Two things must be true in order for the White House to justify an action against the Russian government over the DNC breach and release of documents by Wikileaks; that the Russian government is responsible for both the DNC breach and the release of documents by Wikileaks. While the former is relatively easy, the latter is proving problematic according to last Friday’s Washington Post.

The Problem

Administration officials say that the breach of the DNC by itself isn’t actionable because it qualifies as political espionage; something that the U.S. engages in along with every other nation. It’s the release of the documents to Wikileaks that could be interpreted as interference in the electoral process, although even that part has been disputed by Sean Kanuck, a former high-ranking cyber official at the Office of the Director of National Intelligence (ODNI), in his quote at the top of this article.

The bottom line is that the IC isn’t convinced that the Russian government orchestrated the leak, according to the Post:

The intelligence community has high confidence that Russian intelligence services hacked the Democratic National Committee but does not have the same level of confidence that Russia then leaked stolen committee emails to the anti-secrecy group WikiLeaks, several administration officials said.
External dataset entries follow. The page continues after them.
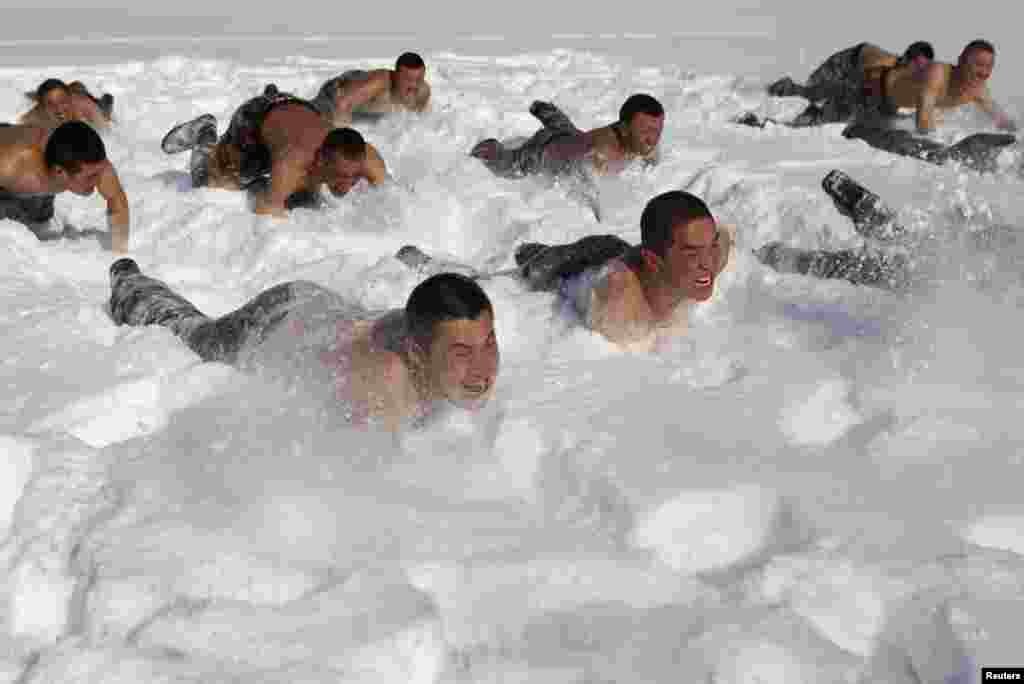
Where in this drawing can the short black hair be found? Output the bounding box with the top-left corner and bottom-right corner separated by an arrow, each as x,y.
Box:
320,127 -> 366,161
405,273 -> 493,349
962,39 -> 996,58
396,52 -> 426,71
901,41 -> 934,63
619,94 -> 664,125
34,78 -> 69,101
43,121 -> 106,173
640,191 -> 713,256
Guccifer 2.0 and Julian Assange

Guccifer 2.0 has claimed credit for both the breach and the release of documents to Wikileaks as well as The Smoking Gun, and Julian Assange has said that he ordered the release of the DNC emails right before the Democratic convention.
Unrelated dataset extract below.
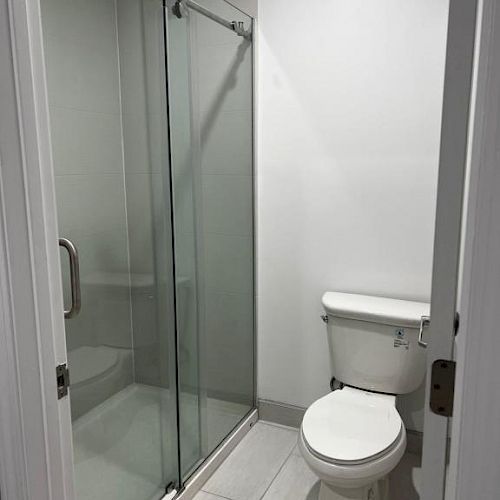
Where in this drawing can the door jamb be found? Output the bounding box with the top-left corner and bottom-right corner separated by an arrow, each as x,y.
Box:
421,0 -> 478,497
447,0 -> 500,498
0,0 -> 74,498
Keep in mind that there is zero evidence connecting the threat groups Cozy Bear and Fancy Bear to the Russian government or any of its intelligence services, that the GRU does Human Intelligence (HUMINT), not Signals Intelligence (SIGINT) work, and that no intelligence service except one run by Borat would use an outed threat group like Cozy Bear or Fancy Bear using its own country’s infrastructure to run a secret operation. That’s like the NSA’s TAO division using the now-outed Equation Group to attack the United Russia party headquarters from a U.S. server. It’s a ridiculous scenario on its face; made even moreso when you have Assange publicly claiming credit for the leak as part of his revenge campaign against Hilary Clinton.
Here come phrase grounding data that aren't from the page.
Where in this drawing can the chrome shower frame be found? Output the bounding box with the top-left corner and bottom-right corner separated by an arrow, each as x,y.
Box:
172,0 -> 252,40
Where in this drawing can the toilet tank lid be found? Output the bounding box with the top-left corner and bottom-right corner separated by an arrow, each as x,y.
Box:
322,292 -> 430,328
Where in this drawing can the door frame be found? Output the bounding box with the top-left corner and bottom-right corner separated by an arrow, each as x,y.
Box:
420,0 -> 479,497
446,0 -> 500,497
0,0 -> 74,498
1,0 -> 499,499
Guccifer 2.0 is behaving like every other hacktivist who has popped a government or corporate entity’s server and made the contents public as a way of embarrassing the victim. This has happened dozens of times over the years to victims in Russia, China, the U.S., Israel, Japan, and India — to name just a few. Even if he’s a native Russian speaker, that tells us nothing about who he is, where he is, or who he works for.

Kudos to the Intelligence Community

Kudos to those in the Intelligence Community who are taking their time and not rushing to judgment on this matter. Actions taken against the government of Russia could have serious consequences for the U.S. The White House clearly knows this and is doing the responsible thing by pushing for certainty.

I wish that others would follow their lead instead of fueling the flames of Russophobia for their personal or corporate benefit.